- Pois bem. Diga-me o
que é que há.
- Solidão, dr. Eu já
não aguento mais, é muito tempo de solidão.
- Mas que tipo de
solidão você vive?
- Ué, tem essa coisa
de tipos de solidão?
- Sim, existem quatro
variantes de solidão.
- Quais são? Eu nem
imaginava isso...
- A primeira, é a
solidão que se sente por ausência de um determinado alguém. A segunda, é a
solidão que se sente pela falta de qualquer um. A terceira, é a solidão que se sente
pela distância de você mesma.

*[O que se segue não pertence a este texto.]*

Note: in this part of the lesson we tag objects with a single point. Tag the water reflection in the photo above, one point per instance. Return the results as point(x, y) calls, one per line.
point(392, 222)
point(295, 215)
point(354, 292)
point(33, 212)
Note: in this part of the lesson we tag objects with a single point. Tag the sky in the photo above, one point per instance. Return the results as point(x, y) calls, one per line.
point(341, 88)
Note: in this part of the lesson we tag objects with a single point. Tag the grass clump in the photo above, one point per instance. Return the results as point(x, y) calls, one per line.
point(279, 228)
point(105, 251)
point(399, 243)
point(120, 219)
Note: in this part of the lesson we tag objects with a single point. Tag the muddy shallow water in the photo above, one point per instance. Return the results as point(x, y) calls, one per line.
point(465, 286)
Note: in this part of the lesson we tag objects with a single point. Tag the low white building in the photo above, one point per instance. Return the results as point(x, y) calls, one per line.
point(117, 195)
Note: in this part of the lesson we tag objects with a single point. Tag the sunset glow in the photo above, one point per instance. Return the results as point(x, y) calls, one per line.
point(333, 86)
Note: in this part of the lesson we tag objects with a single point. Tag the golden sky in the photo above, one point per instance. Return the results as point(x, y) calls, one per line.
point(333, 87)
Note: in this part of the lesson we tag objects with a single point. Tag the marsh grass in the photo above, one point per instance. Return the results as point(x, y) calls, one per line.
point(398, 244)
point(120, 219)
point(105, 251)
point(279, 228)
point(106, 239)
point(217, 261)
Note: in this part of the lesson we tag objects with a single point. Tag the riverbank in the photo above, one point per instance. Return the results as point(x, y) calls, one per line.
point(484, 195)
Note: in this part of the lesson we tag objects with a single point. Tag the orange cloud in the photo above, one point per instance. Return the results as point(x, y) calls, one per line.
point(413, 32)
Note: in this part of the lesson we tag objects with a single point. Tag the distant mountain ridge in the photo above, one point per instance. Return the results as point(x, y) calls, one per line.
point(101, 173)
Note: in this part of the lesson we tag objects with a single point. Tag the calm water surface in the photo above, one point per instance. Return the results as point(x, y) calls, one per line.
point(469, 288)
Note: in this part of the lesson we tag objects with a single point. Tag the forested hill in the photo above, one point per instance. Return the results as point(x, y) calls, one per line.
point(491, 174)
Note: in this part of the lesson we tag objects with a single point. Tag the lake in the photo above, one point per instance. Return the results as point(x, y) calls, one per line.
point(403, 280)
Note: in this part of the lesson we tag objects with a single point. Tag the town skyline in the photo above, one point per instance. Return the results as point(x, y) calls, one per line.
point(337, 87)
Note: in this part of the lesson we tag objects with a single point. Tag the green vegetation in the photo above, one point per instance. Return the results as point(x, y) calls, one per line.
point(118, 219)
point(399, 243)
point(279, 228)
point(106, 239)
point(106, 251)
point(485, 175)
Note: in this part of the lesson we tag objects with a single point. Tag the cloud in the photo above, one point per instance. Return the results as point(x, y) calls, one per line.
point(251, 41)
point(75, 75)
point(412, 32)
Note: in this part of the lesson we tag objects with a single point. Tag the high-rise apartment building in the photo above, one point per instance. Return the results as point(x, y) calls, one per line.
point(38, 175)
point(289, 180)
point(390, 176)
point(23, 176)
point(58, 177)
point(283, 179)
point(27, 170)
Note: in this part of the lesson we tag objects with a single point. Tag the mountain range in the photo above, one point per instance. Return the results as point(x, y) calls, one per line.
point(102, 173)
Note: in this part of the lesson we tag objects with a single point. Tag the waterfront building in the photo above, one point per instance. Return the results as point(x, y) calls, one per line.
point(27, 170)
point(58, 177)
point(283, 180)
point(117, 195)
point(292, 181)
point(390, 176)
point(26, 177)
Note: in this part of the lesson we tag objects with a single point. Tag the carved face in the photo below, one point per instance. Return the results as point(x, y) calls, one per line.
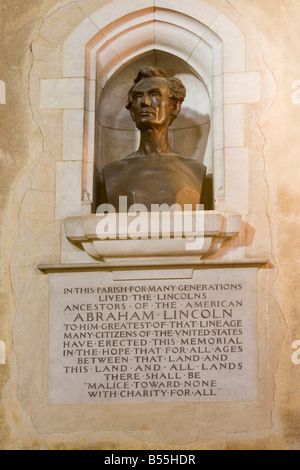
point(151, 105)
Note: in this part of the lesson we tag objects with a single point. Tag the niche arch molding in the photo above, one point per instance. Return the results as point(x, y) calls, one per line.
point(211, 44)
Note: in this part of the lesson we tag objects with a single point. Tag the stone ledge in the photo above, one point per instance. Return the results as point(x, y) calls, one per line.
point(201, 264)
point(173, 238)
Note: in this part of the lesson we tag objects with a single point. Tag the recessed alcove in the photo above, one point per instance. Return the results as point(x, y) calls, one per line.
point(100, 59)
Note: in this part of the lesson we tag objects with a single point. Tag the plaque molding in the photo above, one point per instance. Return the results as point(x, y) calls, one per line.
point(83, 231)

E a última, é a solidão que se sente pela sua
estranheza em relação à coletividade. Qual é a sua?
- Hum...sei não. É um
pouco da primeira, tenho saudade de um tempo com uma pessoa especial. Mas às
vezes é também a segunda, pelos momentos que passo sozinha, sem conversar com
ninguém. Cabe ainda a terceira, porque nestes momentos eu choro muito, pois não
consigo me encontrar. Mas a última...pode ser , é difícil achar quem me compreenda e principalmente porque vejo tanta gente junto
feliz por aí, só eu que não...
- Se você tem mais de
uma dessas, é porque não é solidão. Mesmo que seja apenas um pouco de cada uma,
ou de mais de uma. Isso porque uma anula a outra, o ser humano é muito pequeno
para ter mais de uma solidão, não cabe. Veja sim, quanta gente cabe em você:
aquela pessoa especial, todos os outros conhecidos que não estão por perto,
todos os casais que você vê juntos...
- Mas o dr pulou a
terceira solidão.
- Sim, pois nos
outros tipos, prova-se que você tem bastante gente em sua vida, podia não haver
ninguém.
- E no terceiro?
- Você pode estar
distante de si mesma. Mas poderia ser pior: você não ter como se buscar aí
dentro. Não ter para onde ir...
- Então o sr quer
dizer que eu não sofro de solidão?
- Sim. A solidão não
traz sofrimento. O que faz sofrer, é apenas a imaginação. É uma questão de
redirecionar o pensamento. Pense nisso.
- Mas se eu pensar,
imaginar, então eu acabo sofrendo.
- Basta que você pare
de pensar. Saia para a vida, vá lá fora. Tome sol, chuva, ônibus, carona, café.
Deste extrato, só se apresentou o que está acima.